Soon I moved on, to admire Parque Martí’s eclectic range of buildings and monuments. In 1902, to celebrate the Republic’s delusional birth, Cienfuegos’s workers’ corporation commissioned Cuba’s only triumphal arch. In 1906 José Martí was placed on his marble, lion-guarded pedestal. A smaller version of Havana’s Capitolio, the Palacio del Ayuntaiento, contrasts with the arcaded and perfectly proportioned Teatro Tomas Terry
commemorating a ruthless slave-trader, sugar-factory owner and mayor of Cienfuegos. The Palacio Ferreris (early 1900s), with its blue mosaic cupola, fanciful balconies and ornate wrought-iron spiral staircase, is another example of sugar wealth in action.

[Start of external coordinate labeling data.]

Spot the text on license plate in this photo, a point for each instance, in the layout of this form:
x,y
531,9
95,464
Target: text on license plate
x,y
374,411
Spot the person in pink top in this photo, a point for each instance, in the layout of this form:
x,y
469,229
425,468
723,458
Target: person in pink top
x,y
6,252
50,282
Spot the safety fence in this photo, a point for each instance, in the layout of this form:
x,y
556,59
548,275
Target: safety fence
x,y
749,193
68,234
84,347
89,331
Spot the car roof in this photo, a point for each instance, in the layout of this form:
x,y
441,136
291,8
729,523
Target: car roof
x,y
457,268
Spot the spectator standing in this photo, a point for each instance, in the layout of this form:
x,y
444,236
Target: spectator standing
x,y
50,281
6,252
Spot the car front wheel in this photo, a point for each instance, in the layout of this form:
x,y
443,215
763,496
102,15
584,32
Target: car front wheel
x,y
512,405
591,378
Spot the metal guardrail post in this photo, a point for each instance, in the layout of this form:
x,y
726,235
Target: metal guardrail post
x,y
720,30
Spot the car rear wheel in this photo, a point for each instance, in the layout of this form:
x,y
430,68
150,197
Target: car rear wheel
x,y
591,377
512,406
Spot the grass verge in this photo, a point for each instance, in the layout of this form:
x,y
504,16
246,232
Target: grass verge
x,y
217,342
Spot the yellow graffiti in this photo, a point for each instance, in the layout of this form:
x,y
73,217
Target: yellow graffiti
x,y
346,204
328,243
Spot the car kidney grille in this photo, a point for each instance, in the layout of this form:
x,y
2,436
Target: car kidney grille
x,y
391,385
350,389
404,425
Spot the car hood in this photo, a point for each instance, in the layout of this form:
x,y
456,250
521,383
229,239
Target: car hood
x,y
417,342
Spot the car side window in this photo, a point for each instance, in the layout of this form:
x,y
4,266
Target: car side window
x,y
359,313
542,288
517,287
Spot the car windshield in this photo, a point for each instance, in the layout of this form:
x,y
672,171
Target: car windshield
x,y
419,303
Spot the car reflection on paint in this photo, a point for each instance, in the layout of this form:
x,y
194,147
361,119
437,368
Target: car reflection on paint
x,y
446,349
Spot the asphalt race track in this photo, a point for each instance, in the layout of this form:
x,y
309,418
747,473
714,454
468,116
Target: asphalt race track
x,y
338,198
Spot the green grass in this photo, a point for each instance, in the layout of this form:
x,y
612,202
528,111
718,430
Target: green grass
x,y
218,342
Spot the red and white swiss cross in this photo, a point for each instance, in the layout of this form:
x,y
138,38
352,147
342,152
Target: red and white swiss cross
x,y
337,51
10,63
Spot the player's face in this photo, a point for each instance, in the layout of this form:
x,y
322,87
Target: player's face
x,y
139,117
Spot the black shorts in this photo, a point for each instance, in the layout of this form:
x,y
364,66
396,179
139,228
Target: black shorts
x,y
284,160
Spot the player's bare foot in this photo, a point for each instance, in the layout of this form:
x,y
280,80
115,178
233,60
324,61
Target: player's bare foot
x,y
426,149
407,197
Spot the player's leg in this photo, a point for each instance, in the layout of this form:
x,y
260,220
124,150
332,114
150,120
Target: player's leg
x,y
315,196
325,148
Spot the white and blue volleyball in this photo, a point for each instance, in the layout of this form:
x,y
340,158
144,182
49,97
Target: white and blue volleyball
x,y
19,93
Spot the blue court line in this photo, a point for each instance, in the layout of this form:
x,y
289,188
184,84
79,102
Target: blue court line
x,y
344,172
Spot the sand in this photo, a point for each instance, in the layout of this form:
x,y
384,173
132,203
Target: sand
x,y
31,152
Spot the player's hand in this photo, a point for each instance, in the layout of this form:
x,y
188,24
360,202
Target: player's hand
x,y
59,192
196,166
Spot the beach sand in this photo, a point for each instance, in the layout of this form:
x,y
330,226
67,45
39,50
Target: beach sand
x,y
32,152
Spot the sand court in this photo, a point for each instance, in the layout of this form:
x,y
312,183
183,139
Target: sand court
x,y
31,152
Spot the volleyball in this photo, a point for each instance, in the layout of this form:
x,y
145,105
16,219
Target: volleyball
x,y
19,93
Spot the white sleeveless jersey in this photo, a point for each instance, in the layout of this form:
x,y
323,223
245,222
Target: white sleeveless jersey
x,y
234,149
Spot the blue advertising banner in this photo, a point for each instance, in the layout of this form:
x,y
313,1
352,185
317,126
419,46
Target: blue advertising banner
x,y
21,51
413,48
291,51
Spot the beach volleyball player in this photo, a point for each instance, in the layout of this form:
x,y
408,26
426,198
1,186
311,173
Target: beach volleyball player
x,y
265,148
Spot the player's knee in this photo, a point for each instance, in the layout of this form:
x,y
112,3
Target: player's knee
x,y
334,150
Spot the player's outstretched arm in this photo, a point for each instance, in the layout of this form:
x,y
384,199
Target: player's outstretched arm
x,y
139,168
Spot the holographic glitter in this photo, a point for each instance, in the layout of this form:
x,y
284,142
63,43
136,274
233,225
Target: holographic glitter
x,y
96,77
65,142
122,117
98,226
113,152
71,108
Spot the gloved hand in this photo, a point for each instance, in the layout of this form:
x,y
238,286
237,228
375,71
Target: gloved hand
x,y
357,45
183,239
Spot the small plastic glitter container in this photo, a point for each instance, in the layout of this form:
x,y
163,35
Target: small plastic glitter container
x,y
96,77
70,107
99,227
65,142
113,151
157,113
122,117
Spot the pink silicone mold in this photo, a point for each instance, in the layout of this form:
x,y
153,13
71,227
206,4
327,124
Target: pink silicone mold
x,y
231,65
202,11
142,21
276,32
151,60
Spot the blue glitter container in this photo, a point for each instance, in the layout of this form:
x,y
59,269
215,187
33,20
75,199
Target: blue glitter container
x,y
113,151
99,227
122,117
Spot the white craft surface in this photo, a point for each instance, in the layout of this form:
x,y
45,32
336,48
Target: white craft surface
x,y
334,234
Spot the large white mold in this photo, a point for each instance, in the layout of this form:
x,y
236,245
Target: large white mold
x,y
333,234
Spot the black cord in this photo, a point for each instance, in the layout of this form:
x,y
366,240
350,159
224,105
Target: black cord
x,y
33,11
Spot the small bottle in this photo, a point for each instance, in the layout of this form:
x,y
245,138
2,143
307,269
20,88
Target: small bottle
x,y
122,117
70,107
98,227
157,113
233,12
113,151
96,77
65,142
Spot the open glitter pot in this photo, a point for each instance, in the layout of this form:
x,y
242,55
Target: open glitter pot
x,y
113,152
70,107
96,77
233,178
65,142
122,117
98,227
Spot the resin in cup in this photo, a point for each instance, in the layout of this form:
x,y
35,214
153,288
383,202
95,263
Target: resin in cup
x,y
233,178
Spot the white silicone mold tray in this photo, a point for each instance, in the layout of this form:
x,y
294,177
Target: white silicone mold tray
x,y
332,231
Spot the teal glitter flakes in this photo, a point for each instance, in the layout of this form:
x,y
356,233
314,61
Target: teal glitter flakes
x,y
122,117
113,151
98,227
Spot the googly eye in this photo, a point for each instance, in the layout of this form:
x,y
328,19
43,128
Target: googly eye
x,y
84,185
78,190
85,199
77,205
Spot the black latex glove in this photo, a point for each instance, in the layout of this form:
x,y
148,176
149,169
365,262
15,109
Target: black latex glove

At right angles to the theatre is the small cathedral (neo-classical façade, two asymmetrical towers, agreeably simple interior needing some repairs). In the porch numerous faded photographs and posters recall the Papal state visit in 1998 – a P.R. triumph for both host and guest. Although this new alliance took some people aback (and infuriated Florida’s hard-liners) its base was obvious: a shared anti-consumerism. Pope John Paul could have delivered Fidel’s 1995 speech to the Social Development conference in Copenhagen:

It must be stressed in today’s world, a world which prefers to eat money, wear money and bathe in money, that there is something more valuable than money: people’s souls, people’s hearts, people’s honour.

By 9.45 a thousand or so worshippers (I made a rough estimate during the sermon) had assembled. In the south transept a smiling teenage band (two girls, two boys) played their guitar, tres, claves and bongo with all the verve expected of Cubans and most people happily swayed along. The drummer was one of the few blacks present. This preponderantly elderly white congregation had a scattering of middle-aged couples and several rows of adolescents and children. An ancient, bald, invalid priest, with sunken cheeks, sat in his wheel-chair to one side of the high altar, being earnestly addressed by a portly, silver-haired, dark-suited man with a
self-important
expression. Two beribboned girls, in frilly dresses, aged five or six, were hanging about on the altar looking expectant. When the tall, broad-shouldered celebrant appeared in his green chasuble they rushed to greet him and he affectionately hugged and kissed them before leading them by the hands into the sacristy. (At that point, in twenty-first-century Ireland, hairs might have prickled on the backs of some necks.)